Actin microfilament bundles, also called stress fibers, are formed when animal cells are cultured on highly adhesive planar substrates (see Trinkaus, 1984, for discussion). Consistent with this fact, cells that emigrate from explanted embryonic aortae onto glass, in the presence of serum-derived substrate attachment factors, assume a characteristic stress fiber morphology (Fig. 1,e). The plasma membrane appears to be stretched across the culture substratum in these strongly adherent cells (not shown). In contrast, embryonic amniotic SMCs isolated and maintained by a different method (Dahm and Bowers, 1993) retain the ability to contract in culture, have a more rounded morphology, and do not exhibit exaggerated actin microfilament bundles (Fig. 2,a). Our immunofluorescence analysis of both types of cultured primordial SMCs indicates that the 1E12 epitope is located intracellularly. As expected, the distribution pattern of 1E12, relative to that of SMαA, was different depending on the phenotype/morphological characteristics of the cultured cell. In the highly flattened cells from aortic explant cultures, the 1E12 staining was distributed along the length of the actin-containing microfilament bundles. In contrast, the distributions of 1E12 vs SMαA in rounded, functionally contractile, amniotic SMCs were distinct. Actin was distributed in a whorled pattern surrounding the nucleus and in fine filaments extending from the cell periphery (Fig. 2,a, arrowhead), whereas 1E12 staining appeared as a granular perinuclear stain and as small circular patches at the proximal aspect of lamellapodia-like protrusions (Fig. 2,b). Digital image processing software was used to render the actin immunofluorescence pattern as a surface relief object (Fig. 2,c). This topographical representation demonstrates that actin microfilaments extend within cellular protrusions a considerable distance from the cell body (Fig. 2, arrowheads). The latter structures are reminiscent of retraction fibers created by motile fibroblasts (see Trinkaus, 1984). In addition, broad lamellapodia-like protrusions appear to extend from opposite sides of the cell body (Fig. 2 c). It is noteworthy that neither actin nor 1E12 staining was present in stress fiber–like arrangements in the contraction-competent SMC cultures.

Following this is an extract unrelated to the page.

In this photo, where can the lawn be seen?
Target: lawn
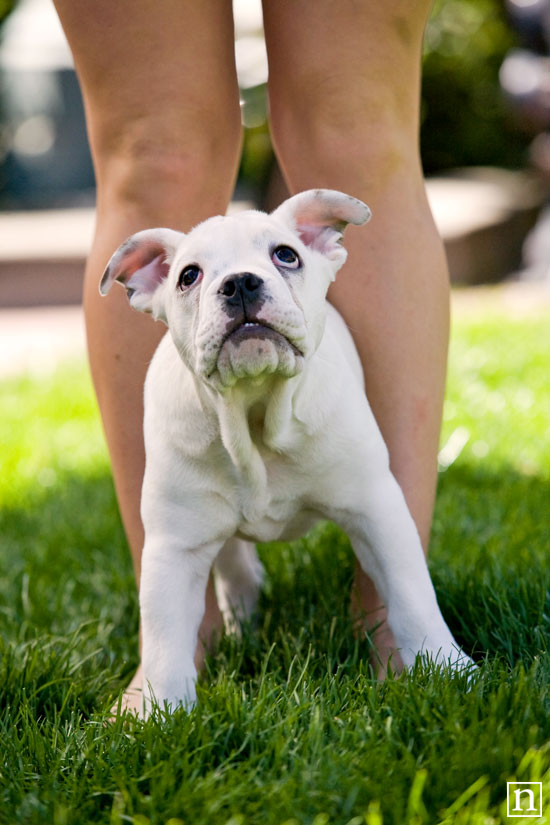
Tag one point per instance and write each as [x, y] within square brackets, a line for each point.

In addition to confirming an intracellular localization for the 1E12 antigen, these in vitro studies strongly support our previous conclusion that 1E12 protein expression is an appropriate marker to define cells committed to the VSMC differentiation program (Hungerford et al., 1996). In the embryonic aortic cell cultures, SMαA and 1E12 doublelabeled cells comprise a minority of the cells present in the culture (all cells are SMαA positive, but only a few are also 1E12 positive). Our hypothesis is that the SMαA and 1E12 double-labeled cells represent primordial VSMCs that were further along their differentiation program relative to cells that express only SMαA. In contrast, all of the contraction-competent, cultured, amniotic cells immunolabeled with both 1E12 and SMαA mAbs. This finding is consistent with other studies showing that SMCs, such as these, grown in serum-free medium often maintain more features of their phenotypic status in vivo than those grown in the presence of serum (Chamley-Cambell et al., 1981; Hedin and Thyberg, 1987; Hedin et al., 1990; Bowers and Dahm, 1993). Of course, we cannot be certain that SMαApositive/1E12-negative cells did not previously express 1E12, but subsequently modulated their smooth muscle phenotype such that 1E12 expression is no longer detectable.

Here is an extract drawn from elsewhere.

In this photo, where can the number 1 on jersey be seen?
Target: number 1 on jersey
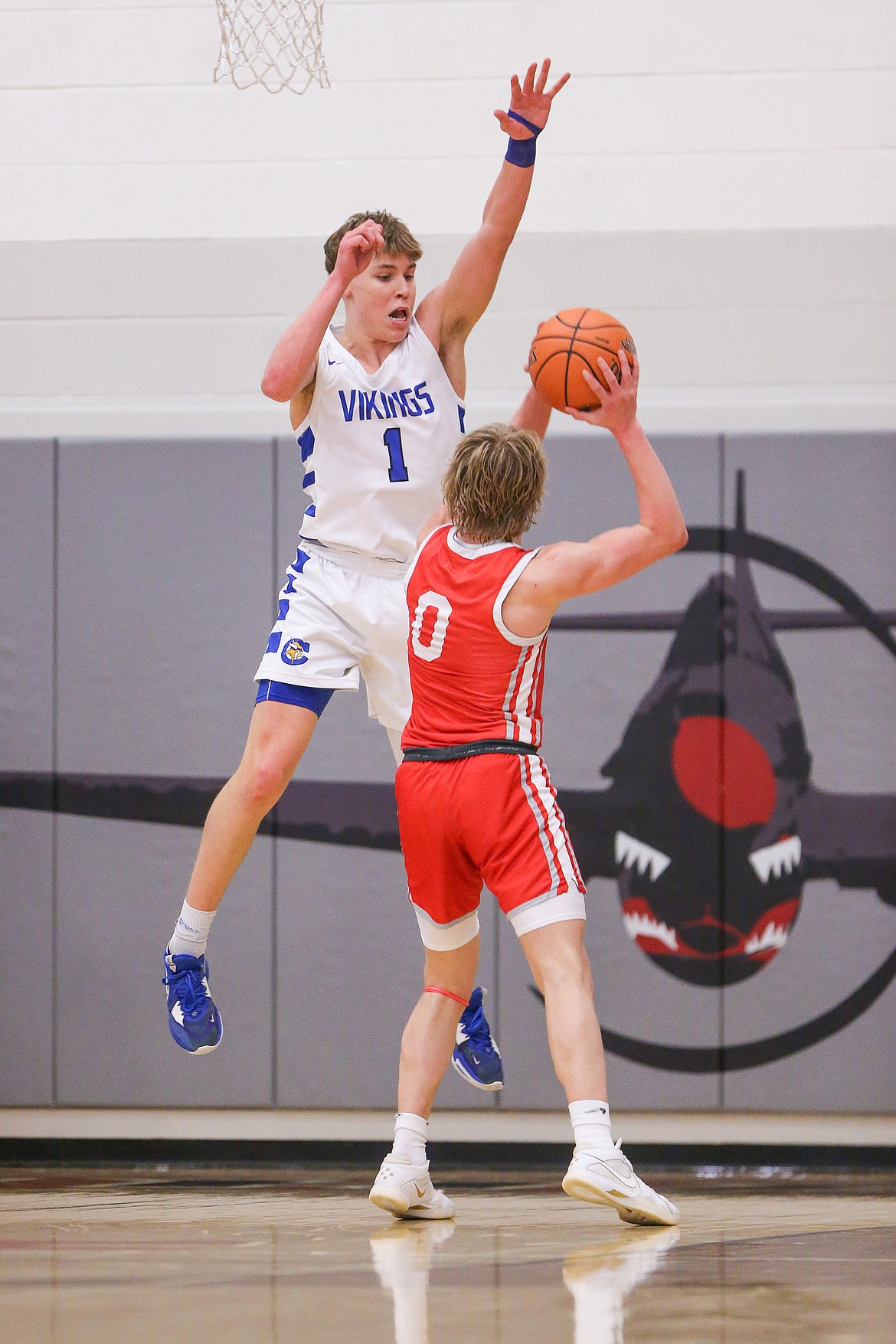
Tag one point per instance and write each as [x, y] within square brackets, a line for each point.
[398, 468]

As a biological control, we immunostained chicken embryonic fibroblast cultures with both 1E12 and SMαA mAbs (data not shown). The 1E12 mAb labeled a handful of cells per confluent 100-mm culture dish, while the SMαA mAb labeled the majority of the fibroblasts. This result is not surprising, as it is well documented that many cell types cultured in vitro express SMαA (Skalli et al., 1987, 1989; Rønnov-Jessen et al., 1990; Sappino et al., 1990; Jahoda et al., 1991; Lazard et al., 1993). Thus, 1E12 recognizes only those cells in vitro that manifest a committed smooth muscle phenotype.

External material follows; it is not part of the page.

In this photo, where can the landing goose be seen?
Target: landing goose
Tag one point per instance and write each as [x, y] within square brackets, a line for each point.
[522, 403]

1E12 lmmunolabeling In Situ: A Unique Method for Studying Structural Proteins in the Primordial Vessel Wall
LSCM images of 1E12 expression within the aortic wall of a stage 20 quail embryo show a cytoskeletal protein array within a primordial VSMC. Moreover, these cells have not been dissociated from the vessel wall nor subjected to a tissue-culture environment. We know of no other images that depict the cells of the developing vessel wall in this manner. Our previous study showed that the 1E12-positive primordial VSMCs are located in the cell layer(s) most adjacent to the aortic endothelium in stage 20 quail embryos (Hungerford et al., 1996). In the present study we show that the primordial VSMCs are loosely arranged with considerable open space between the cytoskeletal arrays of 1E12 antigen. Since the 1E12 antigen is clearly present in cell processes, this image suggests that the remaining space is largely occupied by ECM.
The somewhat acellular architecture of this early vessel wall also suggests that embryonic VSMCs do not initially form a functionally contractile tissue when recruited to the endothelium, and our unsuccessful attempts to elicit contraction of aortic smooth muscle at early stages of development are in agreement with this hypothesis (Hungerford, J., unpublished observations). Thus, it appears that at early stages VSMCs may be primarily involved in synthetic activity and not contractility. Furthermore, recent collaborative efforts are entirely consistent with the possibility that day 2.5–6 avian VSMCs are engaged in the progressive synthesis of multiple contractile proteins, while at the same time they are in a highly proliferative state (Lee et al., 1996).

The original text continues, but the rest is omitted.